При этих словах Ауриана замерла, ощущая такой ужас, как будто в затылок ей дышал злой призрак.

— Да сохранят нас боги! — воскликнула она тихо. У нее не было сомнения, что этим ночным гостем являлся сам Водан, принявший облик смертного человека.

— Незнакомец поднял руку и ветер утих. Затем он повернулся, чтобы взглянуть на меня. Я набросил плащ себе на голову, испугавшись его страшного лица, которое успел увидеть лишь мельком.
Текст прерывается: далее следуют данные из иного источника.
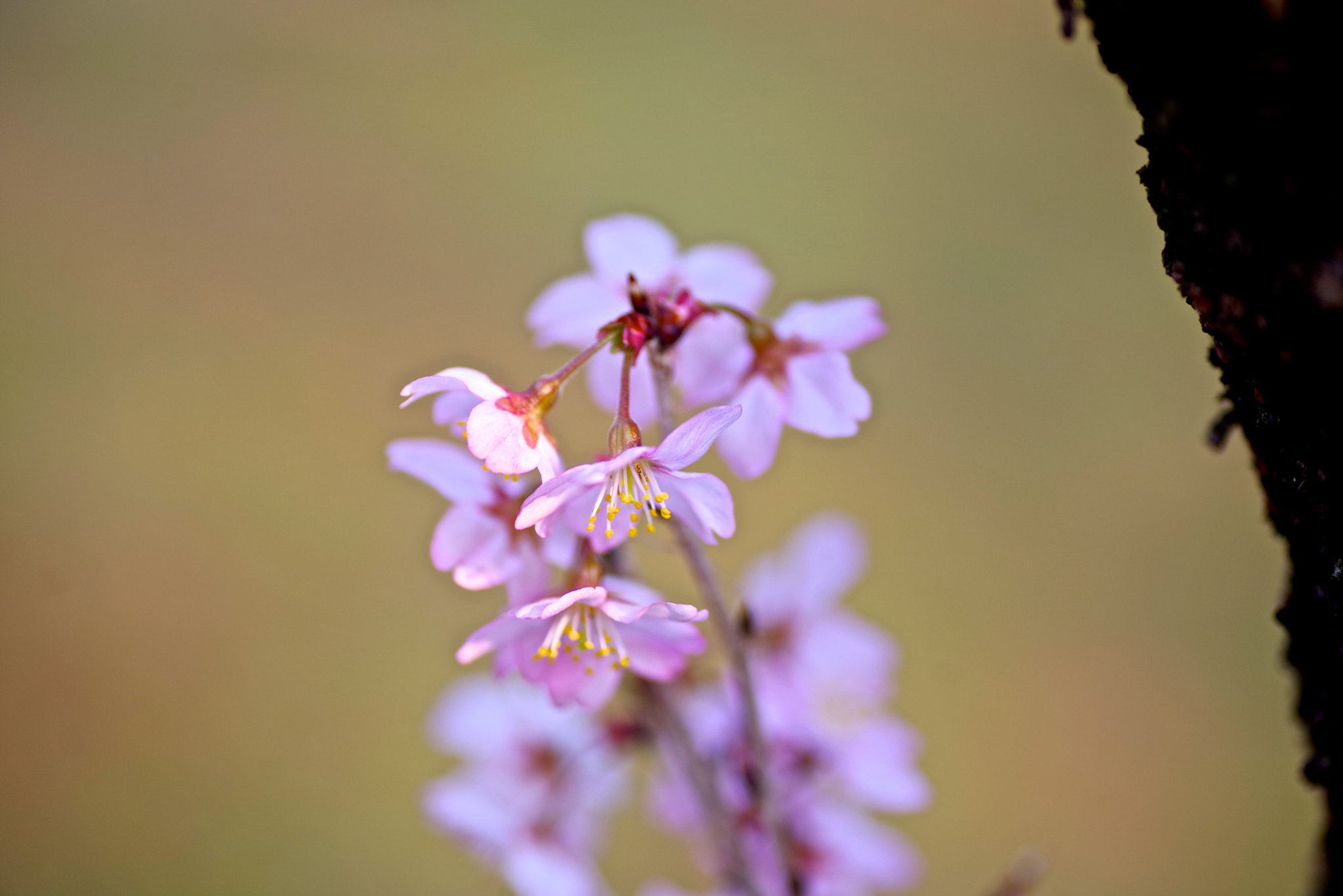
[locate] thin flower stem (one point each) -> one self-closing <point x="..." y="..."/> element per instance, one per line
<point x="666" y="722"/>
<point x="624" y="409"/>
<point x="758" y="775"/>
<point x="579" y="360"/>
Но и этого хватило мне для того, чтобы смертельно испугаться. У него была мертвенно-бледная кожа, как у прокаженного… Один глаз горел яростным огнем, а другой зиял черной пустотой.

— И… и что он сказал? — прошептала Ауриана, чуть дыша.

— Он выдохнул одно лишь слово глухим голосом, похожим на порыв ветра, голосом, которым говорят мертвые в царстве теней: «Жертву». Вот что он сказал. Что все это может означать?

— Он требовал жертву, — медленно проговорила Ауриана. Рассказы о том, что сам Водан является в начале войны какому-нибудь кузнецу передавались из уст в уста, Ауриана слышала их с детства. Однако в этих рассказах бог ничего не требовал, а наоборот, обещал быструю славную победу. То, что произошло на этот раз, было необычным и тревожным.